To increase the availability of molecular testing and subsequently personalized treatment options for NSCLC patients in the catchment area of our cancer center, we established the Network Genomic Medicine (NGM) in January 2010. NGM is a collaborative network currently encompassing more than 40 different health care providers representing the full spectrum of lung cancer care in Germany including university hospitals, large non-university lung clinics and office based oncologists. NGM is based at the Center for Integrated Oncology (CIO), i.e. the joint comprehensive cancer center of the University Hospitals of Cologne and Bonn. At the NGM - headquarter genetic and clinical data are analysed and patients without approved targeted treatment options are screened for recruitment into NGM-linked personalized trials offered by the Lung Cancer Group Cologne (LCGC). Before the introduction of routine Next Generation Sequencing (NGS) within NGM in 06/2013 we screened lung adenocarcinomas (AD) via single gene assays for mutations in EGFR, KRAS, BRAF and PIK3CA, for amplifications in HER2 and translocations in ALK, ROS1 and RET. Squamous cell lung cancer (SCC) patients were screened for amplifications in FGFR1 and mutations in DDR2.
We screened 5,145 lung cancer patients from January 2010 till April 2013. Genomic testing was feasible in 3,863 tumor samples (75%). 63% of the patients were male and 65% of samples were AD. In AD the following frequencies of genetic lesions were detected: EGFR 13.8% (288/2078); ALK 3.3% (54/1618); KRAS 33.8% (831/2457); BRAF 3.5% (76/2123); PIK3CA 3.1% (70/2190); HER2 amplified 3.6% (62/1717); RET 4.7% (4/85) and ROS1 5.1% (7/135). In SCC we found a frequency of 21% (279/1333) for FGFR1 amplification and 2.1% (11/505) for DDR2 mutations.
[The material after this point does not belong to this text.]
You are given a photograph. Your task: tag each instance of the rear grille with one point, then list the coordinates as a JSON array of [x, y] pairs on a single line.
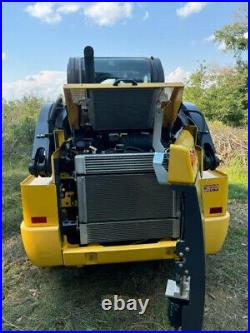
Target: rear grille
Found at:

Further we saw 18 KRAS/PIK3CA, 5 EGFR/PIK3CA, 5 BRAF/PIK3CA double mutant samples and 3 samples where a FGFR amplification was co-occurring with a DDR2 mutation. Overall 40% of NSCLC patients harboured a potentially targetable molecular alteration. In addition we could allocate more than 40 patients to early personalized clinical trials via the close collaboration of the partners within NGM and LCGC. *The frequencies of RET and ROS1 are biased, because of a preselection of pan negative patients.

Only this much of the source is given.